MIDI至Audio合成的文本到语音合成技术 (Text-to-Speech Synthesis Techniques for MIDI-to-Audio Synthesis)

Speech synthesis and music audio generation from symbolic input differ in many aspects but share some similarities. In this study, we investigate how text-to-speech synthesis techniques can be used for piano MIDI-to-audio synthesis tasks. Our investigation includes Tacotron and neural source-filter waveform models as the basic components, with which we build MIDI-to-audio synthesis systems in similar ways to TTS frameworks. We also include reference systems using conventional sound modeling techniques such as sample-based and physical-modeling-based methods.
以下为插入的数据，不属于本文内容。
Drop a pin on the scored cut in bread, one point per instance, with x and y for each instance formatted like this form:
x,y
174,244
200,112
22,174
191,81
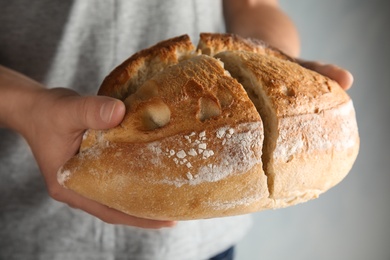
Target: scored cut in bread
x,y
310,128
230,128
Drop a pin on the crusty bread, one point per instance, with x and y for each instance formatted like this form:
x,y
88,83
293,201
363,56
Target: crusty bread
x,y
311,137
196,138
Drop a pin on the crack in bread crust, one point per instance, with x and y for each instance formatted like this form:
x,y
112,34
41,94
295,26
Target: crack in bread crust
x,y
193,145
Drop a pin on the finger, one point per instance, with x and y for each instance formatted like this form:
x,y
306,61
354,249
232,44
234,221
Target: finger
x,y
105,213
96,112
343,77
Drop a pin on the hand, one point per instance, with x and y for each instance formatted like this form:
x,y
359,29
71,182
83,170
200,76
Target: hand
x,y
53,122
343,77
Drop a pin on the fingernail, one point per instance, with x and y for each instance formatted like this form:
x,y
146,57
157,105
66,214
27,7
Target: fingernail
x,y
107,110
The subjective experimental results demonstrate that the investigated TTS components can be applied to piano MIDI-to-audio synthesis with minor modifications. The results also reveal the performance bottleneck -- while the waveform model can synthesize high quality piano sound given natural acoustic features, the conversion from MIDI to acoustic features is challenging. The full MIDI-to-audio synthesis system is still inferior to the sample-based or physical-modeling-based approaches, but we encourage TTS researchers to test their TTS models for this new task and improve the performance.

翻译：语音合成和音乐音频生成,其象征性投入在许多方面各不相同,但有一些相似之处。在本研究中,我们研究了如何将文字到语音合成技术用于钢琴 MIDI-to-udio合成任务。我们的调查包括塔可伦和神经源过滤器波形模型作为基本组成部分,我们用与TTS框架类似的方式建立MIDI-to-andio合成系统。我们还包括使用常规声音模拟技术(例如基于样本和物理模型的方法)的参考系统。主观实验结果显示,所调查的TTS组件可以应用到钢琴 MIDI-to-udio合成中,但稍作修改。结果还显示性能瓶装 -- -- 而波形模型可以合成高质量的钢琴声,并具有自然声学特征,从MIDI转换到声学特征是具有挑战性的。完整的MIDI-audi合成系统仍然低于基于样本或物理模型的方法,但我们鼓励TT研究人员测试其TTS模型来完成这项新任务并改进性能。

相关内容

语音合成

关注 491

语音合成（Speech Synthesis），也称为文语转换（Text-to-Speech, TTS,它是将任意的输入文本转换成自然流畅的语音输出。语音合成涉及到人工智能、心理学、声学、语言学、数字信号处理、计算机科学等多个学科技术，是信息处理领域中的一项前沿技术。随着计算机技术的不断提高，语音合成技术从早期的共振峰合成,逐步发展为波形拼接合成和统计参数语音合成，再发展到混合语音合成；合成语音的质量、自然度已经得到明显提高，基本能满足一些特定场合的应用需求。目前，语音合成技术在银行、医院等的信息播报系统、汽车导航系统、自动应答呼叫中心等都有广泛应用，取得了巨大的经济效益。另外，随着智能手机、MP3、PDA 等与我们生活密切相关的媒介的大量涌现，语音合成的应用也在逐渐向娱乐、语音教学、康复治疗等领域深入。可以说语音合成正在影响着人们生活的方方面面。